The Alcatel Idol 4s boots Android 6.0.1 Marshmallow out of the box. The software in question has a very vanilla feel to it, most likely because of the decision to stick with a Google-style vertical app drawer. However, there is still quite a bit of manufacturer customization and tweaks all around. For one, the default icon pack has a distinct minimalistic look to it and so do most other elements of the main UI.
Alcatel has kept thing neat in terms of apps as well. The few pre-loaded things outside the core apps and the Google suite are mostly related to the VR aspect of the Idol 4s package and can't really be considered bloat. More on that later.
The lockscreen of the Idol 4s actually has quite a lot going on. Besides the duo of standard quick-unlock swipe zones near the bottom two corners and wallpapers that change upon every unlock, Alcatel has also added a row of five shortcuts. These can naturally be customized and rearranged to your liking with quite a few interesting options, like 'Add event' or one gesture 'Navigate home'.
Moving on to the Home screen, there is nothing really special to discuss. It is a standard setup with multiple pages for widgets and shortcuts. The bottom row of shortcuts stays anchored to its place.
There is nothing really worth noting in the app drawer either. Alphabetical order, a search bar all done with a nice and flat design. No folders though, as they are only reserved for the Home screens.
The notification shade is quite stock-looking as well. There is the brightness slider on top with a big AUTO toggle text to it. Underneath that, an editable collection of quick toggles. The Max Audio toggle is definitely an attention grabber.

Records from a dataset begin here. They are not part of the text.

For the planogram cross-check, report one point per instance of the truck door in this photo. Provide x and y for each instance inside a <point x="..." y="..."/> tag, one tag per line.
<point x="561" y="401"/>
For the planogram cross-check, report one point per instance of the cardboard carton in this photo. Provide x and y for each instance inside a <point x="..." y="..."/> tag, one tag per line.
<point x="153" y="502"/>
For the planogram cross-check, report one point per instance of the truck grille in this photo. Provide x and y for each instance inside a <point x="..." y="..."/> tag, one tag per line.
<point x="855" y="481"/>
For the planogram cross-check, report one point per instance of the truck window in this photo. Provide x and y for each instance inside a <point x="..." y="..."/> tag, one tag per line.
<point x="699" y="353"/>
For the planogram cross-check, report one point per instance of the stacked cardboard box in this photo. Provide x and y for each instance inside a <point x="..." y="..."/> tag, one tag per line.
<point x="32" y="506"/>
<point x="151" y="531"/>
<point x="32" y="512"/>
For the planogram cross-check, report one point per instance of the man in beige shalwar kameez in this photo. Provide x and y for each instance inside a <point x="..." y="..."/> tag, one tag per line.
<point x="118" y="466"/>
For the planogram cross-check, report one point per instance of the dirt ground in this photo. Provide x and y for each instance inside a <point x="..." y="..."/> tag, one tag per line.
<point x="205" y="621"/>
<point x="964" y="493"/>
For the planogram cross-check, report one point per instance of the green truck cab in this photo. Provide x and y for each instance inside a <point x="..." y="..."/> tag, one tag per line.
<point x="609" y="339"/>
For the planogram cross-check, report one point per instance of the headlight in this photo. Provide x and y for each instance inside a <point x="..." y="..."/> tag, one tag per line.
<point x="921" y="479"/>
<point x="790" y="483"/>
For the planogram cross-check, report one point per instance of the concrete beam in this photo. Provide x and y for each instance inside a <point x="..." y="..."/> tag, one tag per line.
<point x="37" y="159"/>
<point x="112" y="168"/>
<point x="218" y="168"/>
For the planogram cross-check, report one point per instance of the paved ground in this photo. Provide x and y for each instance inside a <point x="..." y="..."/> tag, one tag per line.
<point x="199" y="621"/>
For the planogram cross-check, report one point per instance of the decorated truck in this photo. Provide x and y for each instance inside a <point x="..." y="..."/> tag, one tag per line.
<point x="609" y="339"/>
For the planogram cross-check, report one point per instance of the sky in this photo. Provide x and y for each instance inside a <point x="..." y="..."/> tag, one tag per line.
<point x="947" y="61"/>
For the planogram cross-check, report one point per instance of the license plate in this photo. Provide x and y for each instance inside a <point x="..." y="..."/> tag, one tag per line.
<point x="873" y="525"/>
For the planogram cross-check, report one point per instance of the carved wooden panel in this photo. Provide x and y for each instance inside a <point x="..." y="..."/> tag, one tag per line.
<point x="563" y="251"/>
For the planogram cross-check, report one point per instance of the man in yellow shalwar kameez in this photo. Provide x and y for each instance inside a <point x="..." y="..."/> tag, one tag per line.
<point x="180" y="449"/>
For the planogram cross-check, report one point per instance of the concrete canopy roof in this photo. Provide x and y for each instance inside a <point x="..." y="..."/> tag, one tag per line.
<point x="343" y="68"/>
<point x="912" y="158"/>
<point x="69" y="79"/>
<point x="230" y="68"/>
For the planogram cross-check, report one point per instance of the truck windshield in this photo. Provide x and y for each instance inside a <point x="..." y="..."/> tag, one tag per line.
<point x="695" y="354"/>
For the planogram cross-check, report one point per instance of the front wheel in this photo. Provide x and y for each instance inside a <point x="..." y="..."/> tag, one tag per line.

As already mentioned, the Alcatel Idol 4s has a pair of 3.6-watt, two-directional JBL certified speakers. MaxxAudio was brought on board to provide the software necessary to properly drive said speakers with really lovely results.
The rest of the settings options in the Idol 4s is pretty standard. There is one notable exception - the Boom key. It has been around on certain Alcatel devices for some time now and with mostly the same feature list. The button in question can serve different purposes depending on the context ranging from enhancing audio or quickly launching the camera all the way to activating the car's boost in a racing game such as Asphalt Overdrive.
These features are also not set in stone and there is some degree of customization left to the user.
Cost-effective VR is definitely a primary selling point for the Alcatel Idol 4s and a substantial part of the default software is created to power the trendy experience. Alcatel claims the whole system is as straight-forward as possible, alleviating all the possible hurdles a novice VR user could encounter. And while the end result is far from perfect, we can definitely see a lot of effort has been put on the manufacturer's part.
The Idol 4s comes with a dedicated VR launcher similar to what you get with the Gear VR. It launches automatically once you place the phone it the viewer and works fairly well. The UI follows you wherever you look and if you start drifting too far away from your starting position, it follows along as well, so you can't really lose it no matter how much you turn.
It also shows a neat QuickStart tutorial upon first launch that even clarifies where on the phone you need to put each type of 3D convent, so you can view it. The launcher itself contains a total of eight categories: shows: games, video, photo, 360, 360 photo, tutorial, and Littlstar, the last being a content provider Alcatel has teamed-up with.
The launcher might not be close to perfect, but sadly, content isn't all that abundant or impressive either. Out of the box you get a bunch of fuzzy-looking 360 pics and videos. Littlstar has quite a few extra experiences to offer, but, overall, what you get by default is just a basic taste of VR.
Now, as already mentioned, Alcatel's VR experience isn't quite as sophisticated as Samsung's Gear VR and is quite a bit closer to what Google Cardboard offers, only with a few improvements. This becomes even more apparent when you realize the viewer is actually compatible with Cardboard content.
Downloading the Cardboard app and using it as a stepping stone into the VR realm is definitely a good idea as you get a lot more content to play around with. Also, there is the convenience of easy access to 360 degree videos on YouTube and Street View in 3D. You can also check out Alcatel's bundled VR store, but most of it links to Google Play anyway.